OSLO (Reuters) - Sea levels could rise 50 cm (20 inches) more this century than had been expected, according to a report published on Wednesday which found that Antarctic ice will melt faster than previously thought.
Climate scientists at two U.S. universities said the most recent U.N. report on the effects of global warming had underestimated the rate at which the ice covering the continent would melt.
That report, issued in 2013, said the worst case of man-made climate change would mean a sea-level rise of between 52 and 98 cm by 2100. The new study suggests the real rise could be 1.5 meters (5 ft), posing an even greater threat to cities from New York to Shanghai.
“This could spell disaster for many low-lying cities,” lead author Robert DeConto at the University of Massachusetts, Amherst, said in a statement of the findings published in the journal Nature.
“For example, Boston could see more than 1.5 meters of sea-level rise in the next 100 years.”
The study, partly based on sea level evidence in a natural warm period 125,000 years ago, said ice from Antarctica alone could cause between 64 cm and 114 cm of sea level rise by 2100 under the worst U.N. scenario for greenhouse gas emissions.

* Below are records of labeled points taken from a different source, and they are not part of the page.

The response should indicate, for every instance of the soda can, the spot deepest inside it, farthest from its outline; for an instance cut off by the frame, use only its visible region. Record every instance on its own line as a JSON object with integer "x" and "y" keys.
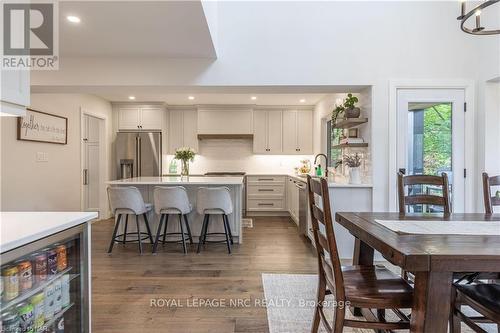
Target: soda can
{"x": 65, "y": 290}
{"x": 49, "y": 301}
{"x": 26, "y": 317}
{"x": 57, "y": 296}
{"x": 62, "y": 257}
{"x": 10, "y": 275}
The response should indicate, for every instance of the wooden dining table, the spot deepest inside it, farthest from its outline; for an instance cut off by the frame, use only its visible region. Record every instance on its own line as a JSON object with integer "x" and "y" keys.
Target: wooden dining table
{"x": 432, "y": 258}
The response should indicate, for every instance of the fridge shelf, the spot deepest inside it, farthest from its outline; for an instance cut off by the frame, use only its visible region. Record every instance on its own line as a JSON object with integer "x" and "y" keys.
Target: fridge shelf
{"x": 54, "y": 319}
{"x": 37, "y": 289}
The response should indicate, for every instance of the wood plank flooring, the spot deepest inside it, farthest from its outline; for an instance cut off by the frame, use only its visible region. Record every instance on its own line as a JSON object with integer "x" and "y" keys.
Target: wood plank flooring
{"x": 125, "y": 283}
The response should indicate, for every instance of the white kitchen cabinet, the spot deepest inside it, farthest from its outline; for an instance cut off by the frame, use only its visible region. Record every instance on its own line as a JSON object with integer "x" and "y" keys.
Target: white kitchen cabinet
{"x": 267, "y": 132}
{"x": 297, "y": 132}
{"x": 183, "y": 130}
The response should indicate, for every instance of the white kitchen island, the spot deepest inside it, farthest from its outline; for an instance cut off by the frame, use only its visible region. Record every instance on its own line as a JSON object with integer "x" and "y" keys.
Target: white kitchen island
{"x": 146, "y": 186}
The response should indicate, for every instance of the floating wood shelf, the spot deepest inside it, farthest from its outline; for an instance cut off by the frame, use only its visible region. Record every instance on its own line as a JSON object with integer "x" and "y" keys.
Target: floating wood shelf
{"x": 350, "y": 122}
{"x": 351, "y": 145}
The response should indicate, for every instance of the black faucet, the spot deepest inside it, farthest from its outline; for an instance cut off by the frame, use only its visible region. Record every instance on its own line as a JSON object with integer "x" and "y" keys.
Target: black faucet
{"x": 326, "y": 162}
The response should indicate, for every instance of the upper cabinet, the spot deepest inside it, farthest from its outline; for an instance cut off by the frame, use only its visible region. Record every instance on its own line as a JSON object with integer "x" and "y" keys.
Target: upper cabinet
{"x": 297, "y": 132}
{"x": 140, "y": 118}
{"x": 267, "y": 133}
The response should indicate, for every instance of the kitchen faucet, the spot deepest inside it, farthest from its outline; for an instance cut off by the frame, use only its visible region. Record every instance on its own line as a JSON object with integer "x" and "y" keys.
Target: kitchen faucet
{"x": 326, "y": 162}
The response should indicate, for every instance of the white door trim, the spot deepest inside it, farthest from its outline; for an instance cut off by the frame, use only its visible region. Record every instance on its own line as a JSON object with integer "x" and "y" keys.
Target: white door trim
{"x": 470, "y": 137}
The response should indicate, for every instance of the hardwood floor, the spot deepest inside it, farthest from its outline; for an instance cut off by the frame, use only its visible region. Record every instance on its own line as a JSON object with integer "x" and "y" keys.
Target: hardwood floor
{"x": 125, "y": 284}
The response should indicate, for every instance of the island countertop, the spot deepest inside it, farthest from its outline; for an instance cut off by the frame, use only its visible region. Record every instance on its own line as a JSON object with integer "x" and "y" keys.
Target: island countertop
{"x": 21, "y": 228}
{"x": 178, "y": 180}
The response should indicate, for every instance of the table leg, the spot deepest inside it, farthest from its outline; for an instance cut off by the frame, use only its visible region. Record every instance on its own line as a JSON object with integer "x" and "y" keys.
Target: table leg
{"x": 363, "y": 255}
{"x": 431, "y": 302}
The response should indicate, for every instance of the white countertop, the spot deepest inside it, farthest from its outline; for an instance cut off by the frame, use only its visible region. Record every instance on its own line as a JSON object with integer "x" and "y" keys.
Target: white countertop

One of the factors that has was underestimated in the U.N. reports, which envisage most Antarctic ice remaining frozen, is a process known as “hydro fracturing” whereby pools of meltwater on ice shelves seep deep into the ice, refreeze and force vast chunks of ice to crack off. That could make ice on land in Antarctica slide faster into the sea.
Anders Levermann, an expert at the Potsdam Institute for Climate Impact Research who was not involved in the study, welcomed the findings as a spur to research hydro fracturing in Antarctica.
Several other studies have highlighted risks of rising seas. Former NASA scientist James Hansen suggested on March 22 that there could be “several meters” of sea level rise in the coming century.
But Levermann dismissed Hansen’s findings.
“It’s plain wrong,” he told Reuters of Hansen’s assumption that the rate of sea level rise could repeatedly double in coming decades.
Wednesday’s study projected that Antarctica could contribute more than 13 meters of sea level rise by 2500 if the air and oceans keep warming.
A global agreement to cut greenhouse gas emissions, reached at a 195-nation summit in Paris in December, is meant to help limit the rise is sea levels and other potentially disastrous effects of climate change.
But even if the cuts are fully implemented, they will not completely halt global warming, scientists say. Seas have risen about 20 cm since 1900, according to U.N. studies.